La FAF ferme la porte à Xavi Hernández
L'ancien entraîneur du Barça ne figure pas sur la liste des candidats au banc des Verts. Un choix qui interroge, au moment où la fédération dit viser l'école espagnole.
Le nom faisait rêver une partie des supporters, la fédération a tranché. Selon Fennec Football, la FAF a définitivement fermé la porte à Xavi Hernández : l'ancien entraîneur du FC Barcelone ne figure pas sur la liste des candidats examinés pour succéder à Vladimir Petkovic. Une décision qui ne manque pas de sel au moment où la même institution affiche, selon DzFoot, sa préférence pour un technicien issu de l'école espagnole. Viser l'école du champion du monde, mais pas son élève le plus célèbre disponible : le paradoxe mérite décryptage.
Pourquoi ce refus peut se comprendre
Commençons par les arguments de la raison, car ils existent. Un profil comme Xavi, c'est d'abord un coût salarial de superstar que les finances fédérales, tout juste soulagées d'une résiliation négociée à trois mois de salaire, ne peuvent probablement pas assumer. C'est ensuite un pari sportif discuté : son passage au Barça a laissé un bilan contrasté, un titre de champion mais une fin de cycle houleuse, et aucune expérience du football africain, de ses déplacements piégeux et de ses réalités logistiques que tant de grands noms ont sous-estimées avant lui. C'est enfin une question de calendrier : la Zambie arrive le 21 septembre, et les négociations avec une star de cette dimension prennent des semaines que personne n'a. Et soyons francs : l'Algérie a besoin d'un sélectionneur au travail le 15 août, pas d'un feuilleton de plus.

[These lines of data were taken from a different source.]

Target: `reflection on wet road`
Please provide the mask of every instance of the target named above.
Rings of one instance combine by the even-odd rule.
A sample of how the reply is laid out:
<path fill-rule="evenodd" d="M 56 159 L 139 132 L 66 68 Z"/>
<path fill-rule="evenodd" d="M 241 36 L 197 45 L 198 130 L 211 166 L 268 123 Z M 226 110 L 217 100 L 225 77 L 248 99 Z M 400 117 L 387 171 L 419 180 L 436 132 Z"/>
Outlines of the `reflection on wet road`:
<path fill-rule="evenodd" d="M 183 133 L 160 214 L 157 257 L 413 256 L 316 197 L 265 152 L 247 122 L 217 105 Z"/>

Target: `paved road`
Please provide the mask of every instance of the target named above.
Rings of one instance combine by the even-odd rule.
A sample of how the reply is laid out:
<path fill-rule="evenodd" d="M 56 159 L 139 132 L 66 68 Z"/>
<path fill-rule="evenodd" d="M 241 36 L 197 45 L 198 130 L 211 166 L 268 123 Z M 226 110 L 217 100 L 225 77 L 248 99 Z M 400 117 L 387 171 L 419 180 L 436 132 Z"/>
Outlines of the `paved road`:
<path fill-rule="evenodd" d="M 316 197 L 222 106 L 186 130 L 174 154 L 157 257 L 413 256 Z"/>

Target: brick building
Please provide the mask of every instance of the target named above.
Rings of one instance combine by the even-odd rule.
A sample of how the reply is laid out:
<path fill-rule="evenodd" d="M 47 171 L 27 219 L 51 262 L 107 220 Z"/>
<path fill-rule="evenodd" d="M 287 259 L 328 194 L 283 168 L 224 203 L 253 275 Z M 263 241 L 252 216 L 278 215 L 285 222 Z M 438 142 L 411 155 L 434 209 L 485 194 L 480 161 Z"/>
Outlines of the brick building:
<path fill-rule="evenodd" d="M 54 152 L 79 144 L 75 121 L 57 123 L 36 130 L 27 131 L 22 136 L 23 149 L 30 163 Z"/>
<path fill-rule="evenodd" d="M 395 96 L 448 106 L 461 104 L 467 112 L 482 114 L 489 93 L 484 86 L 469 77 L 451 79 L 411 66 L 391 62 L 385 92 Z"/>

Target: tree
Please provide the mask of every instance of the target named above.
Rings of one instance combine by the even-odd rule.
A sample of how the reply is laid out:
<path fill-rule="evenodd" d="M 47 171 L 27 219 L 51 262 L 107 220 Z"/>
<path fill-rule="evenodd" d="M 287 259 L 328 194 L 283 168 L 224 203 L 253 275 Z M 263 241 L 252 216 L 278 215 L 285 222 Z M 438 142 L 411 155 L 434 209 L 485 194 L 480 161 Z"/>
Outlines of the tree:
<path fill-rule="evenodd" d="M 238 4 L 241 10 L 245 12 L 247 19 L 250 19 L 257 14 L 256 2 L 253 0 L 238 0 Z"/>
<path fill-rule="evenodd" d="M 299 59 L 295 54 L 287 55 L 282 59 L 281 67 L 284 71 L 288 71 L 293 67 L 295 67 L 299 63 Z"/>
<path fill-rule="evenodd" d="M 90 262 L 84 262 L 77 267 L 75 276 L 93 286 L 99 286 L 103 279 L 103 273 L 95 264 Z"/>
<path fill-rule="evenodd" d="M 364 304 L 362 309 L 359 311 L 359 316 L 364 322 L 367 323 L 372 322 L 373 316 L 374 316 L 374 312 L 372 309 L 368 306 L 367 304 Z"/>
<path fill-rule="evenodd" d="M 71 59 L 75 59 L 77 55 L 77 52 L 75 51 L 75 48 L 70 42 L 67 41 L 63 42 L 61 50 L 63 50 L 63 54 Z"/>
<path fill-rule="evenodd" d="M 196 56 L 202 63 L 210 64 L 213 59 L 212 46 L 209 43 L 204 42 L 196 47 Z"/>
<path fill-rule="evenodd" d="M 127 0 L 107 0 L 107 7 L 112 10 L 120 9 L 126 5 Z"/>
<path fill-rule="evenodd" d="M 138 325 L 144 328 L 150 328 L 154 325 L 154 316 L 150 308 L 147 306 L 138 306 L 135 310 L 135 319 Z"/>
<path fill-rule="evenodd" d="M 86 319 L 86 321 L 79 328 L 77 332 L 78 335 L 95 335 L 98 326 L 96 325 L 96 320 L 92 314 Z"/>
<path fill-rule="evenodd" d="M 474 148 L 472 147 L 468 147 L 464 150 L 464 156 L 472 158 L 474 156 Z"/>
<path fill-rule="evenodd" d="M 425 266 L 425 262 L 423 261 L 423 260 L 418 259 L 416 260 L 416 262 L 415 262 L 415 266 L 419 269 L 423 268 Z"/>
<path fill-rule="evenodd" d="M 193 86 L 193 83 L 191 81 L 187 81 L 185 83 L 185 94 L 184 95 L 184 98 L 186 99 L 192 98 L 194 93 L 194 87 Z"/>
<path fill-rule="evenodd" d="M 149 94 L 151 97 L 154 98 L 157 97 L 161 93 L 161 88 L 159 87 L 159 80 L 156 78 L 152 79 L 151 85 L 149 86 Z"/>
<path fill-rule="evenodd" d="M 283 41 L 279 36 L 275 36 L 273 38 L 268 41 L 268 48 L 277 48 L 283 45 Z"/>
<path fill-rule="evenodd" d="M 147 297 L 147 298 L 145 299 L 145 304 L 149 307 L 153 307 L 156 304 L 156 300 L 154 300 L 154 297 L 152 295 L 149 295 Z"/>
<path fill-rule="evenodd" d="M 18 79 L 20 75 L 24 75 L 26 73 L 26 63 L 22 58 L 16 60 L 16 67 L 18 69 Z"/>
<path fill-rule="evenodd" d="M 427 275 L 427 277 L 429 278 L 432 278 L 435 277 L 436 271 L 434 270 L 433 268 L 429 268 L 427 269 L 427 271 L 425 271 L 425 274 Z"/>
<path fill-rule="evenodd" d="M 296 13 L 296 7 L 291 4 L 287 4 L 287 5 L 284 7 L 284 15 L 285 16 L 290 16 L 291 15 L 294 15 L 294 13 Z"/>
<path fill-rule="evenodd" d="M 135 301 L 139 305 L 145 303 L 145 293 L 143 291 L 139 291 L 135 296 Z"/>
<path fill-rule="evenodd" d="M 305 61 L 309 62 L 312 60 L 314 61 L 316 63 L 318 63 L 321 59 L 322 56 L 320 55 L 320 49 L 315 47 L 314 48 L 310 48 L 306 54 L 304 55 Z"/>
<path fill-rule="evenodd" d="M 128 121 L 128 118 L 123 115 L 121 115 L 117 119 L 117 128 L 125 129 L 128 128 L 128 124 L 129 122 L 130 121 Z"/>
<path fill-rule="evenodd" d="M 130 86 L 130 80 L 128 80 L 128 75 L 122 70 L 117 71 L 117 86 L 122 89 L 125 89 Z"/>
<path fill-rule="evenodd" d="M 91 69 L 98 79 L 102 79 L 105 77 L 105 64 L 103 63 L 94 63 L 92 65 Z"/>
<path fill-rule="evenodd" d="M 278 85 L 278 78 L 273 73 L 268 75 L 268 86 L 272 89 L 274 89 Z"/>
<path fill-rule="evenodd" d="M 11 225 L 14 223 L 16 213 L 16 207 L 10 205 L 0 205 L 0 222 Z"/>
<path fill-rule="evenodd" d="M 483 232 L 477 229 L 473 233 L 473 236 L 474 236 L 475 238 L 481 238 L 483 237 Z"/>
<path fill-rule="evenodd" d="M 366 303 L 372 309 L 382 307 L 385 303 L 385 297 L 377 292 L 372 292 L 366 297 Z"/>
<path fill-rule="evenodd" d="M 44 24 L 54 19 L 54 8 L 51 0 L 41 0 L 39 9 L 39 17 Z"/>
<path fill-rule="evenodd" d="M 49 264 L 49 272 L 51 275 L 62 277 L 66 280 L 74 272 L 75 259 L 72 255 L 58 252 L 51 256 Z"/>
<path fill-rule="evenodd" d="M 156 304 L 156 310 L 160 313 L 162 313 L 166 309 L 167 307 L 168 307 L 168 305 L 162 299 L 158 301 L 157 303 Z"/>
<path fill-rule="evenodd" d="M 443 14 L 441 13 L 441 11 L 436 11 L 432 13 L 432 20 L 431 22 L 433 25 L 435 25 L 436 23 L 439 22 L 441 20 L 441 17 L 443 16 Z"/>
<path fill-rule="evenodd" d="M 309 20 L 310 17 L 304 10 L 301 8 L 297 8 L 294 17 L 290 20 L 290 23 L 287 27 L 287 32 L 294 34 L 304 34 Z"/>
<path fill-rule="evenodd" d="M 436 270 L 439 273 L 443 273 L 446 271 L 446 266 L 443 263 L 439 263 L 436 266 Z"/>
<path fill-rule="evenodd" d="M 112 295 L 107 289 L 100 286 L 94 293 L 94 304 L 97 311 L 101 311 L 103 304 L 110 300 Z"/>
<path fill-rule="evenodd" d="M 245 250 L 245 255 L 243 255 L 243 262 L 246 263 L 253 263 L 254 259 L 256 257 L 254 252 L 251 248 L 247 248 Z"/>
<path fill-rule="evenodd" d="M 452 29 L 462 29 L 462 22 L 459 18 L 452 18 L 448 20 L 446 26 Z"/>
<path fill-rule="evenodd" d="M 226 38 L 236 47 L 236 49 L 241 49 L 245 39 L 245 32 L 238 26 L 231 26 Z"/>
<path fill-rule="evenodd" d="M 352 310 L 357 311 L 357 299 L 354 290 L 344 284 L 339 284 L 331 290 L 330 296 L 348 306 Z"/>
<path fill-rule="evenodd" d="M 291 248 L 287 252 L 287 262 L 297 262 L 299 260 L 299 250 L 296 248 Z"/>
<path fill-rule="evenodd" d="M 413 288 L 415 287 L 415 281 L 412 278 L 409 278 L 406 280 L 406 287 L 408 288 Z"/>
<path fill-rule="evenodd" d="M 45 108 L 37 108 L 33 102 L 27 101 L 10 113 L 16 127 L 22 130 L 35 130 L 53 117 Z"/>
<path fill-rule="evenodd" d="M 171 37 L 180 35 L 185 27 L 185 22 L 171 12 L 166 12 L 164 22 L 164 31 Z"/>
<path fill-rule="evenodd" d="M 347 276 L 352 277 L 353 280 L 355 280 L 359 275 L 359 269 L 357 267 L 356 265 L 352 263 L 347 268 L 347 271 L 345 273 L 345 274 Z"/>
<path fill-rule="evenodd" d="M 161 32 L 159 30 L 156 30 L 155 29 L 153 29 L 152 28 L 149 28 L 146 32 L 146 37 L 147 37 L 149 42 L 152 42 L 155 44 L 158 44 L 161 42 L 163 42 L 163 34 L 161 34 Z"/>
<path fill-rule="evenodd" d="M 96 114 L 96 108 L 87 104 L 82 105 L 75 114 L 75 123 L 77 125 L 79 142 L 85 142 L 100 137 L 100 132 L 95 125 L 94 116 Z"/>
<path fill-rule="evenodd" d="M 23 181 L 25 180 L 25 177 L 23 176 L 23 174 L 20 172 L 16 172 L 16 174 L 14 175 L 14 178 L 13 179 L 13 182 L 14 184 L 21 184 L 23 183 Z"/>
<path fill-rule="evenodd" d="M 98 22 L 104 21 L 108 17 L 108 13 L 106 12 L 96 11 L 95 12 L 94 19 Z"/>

Ce que ce choix révèle de la short-list
En creux, cette élimination dessine le profil réellement recherché : un technicien de l'école espagnole au sens méthodologique, formé aux principes de jeu de position, mais d'un calibre salarial et d'un tempérament compatibles avec le projet algérien. Le vivier existe, des adjoints des grandes maisons ibériques aux entraîneurs ayant exporté la méthode en sélection. La FAF semble chercher la doctrine sans la célébrité, le contenu sans le vedettariat. Une chose est certaine : après l'expérience d'un nom ronflant jamais vraiment connecté au pays, la fédération privilégie cette fois le projet à l'affiche.
Le risque de l'entre-deux
Reste une interrogation légitime : à force d'écarter les pistes, locale, française, puis les grands noms, la FAF se laisse-t-elle encore assez d'options de qualité ? Le temps presse, la concurrence des bancs libres joue contre elle, et l'histoire du football algérien regorge de recherches de compromis conclues par des choix par défaut. Le comité technique, qui examine les candidatures, devra prouver que cette méthode d'élimination aboutit à une conviction, pas à un reste.
Le verdict approche
Entre la piste espagnole assumée, le staff algérien déjà structuré autour d'Antar Yahia et un calendrier impitoyable, les prochains jours devraient livrer le nom tant attendu. Le jour où il tombera, la question ne sera pas de savoir s'il est plus prestigieux que Xavi, mais s'il est plus adapté. C'est toute la nuance entre recruter un nom et choisir un sélectionneur. La FAF vient au moins de montrer qu'elle connaît la différence. Reste à le prouver.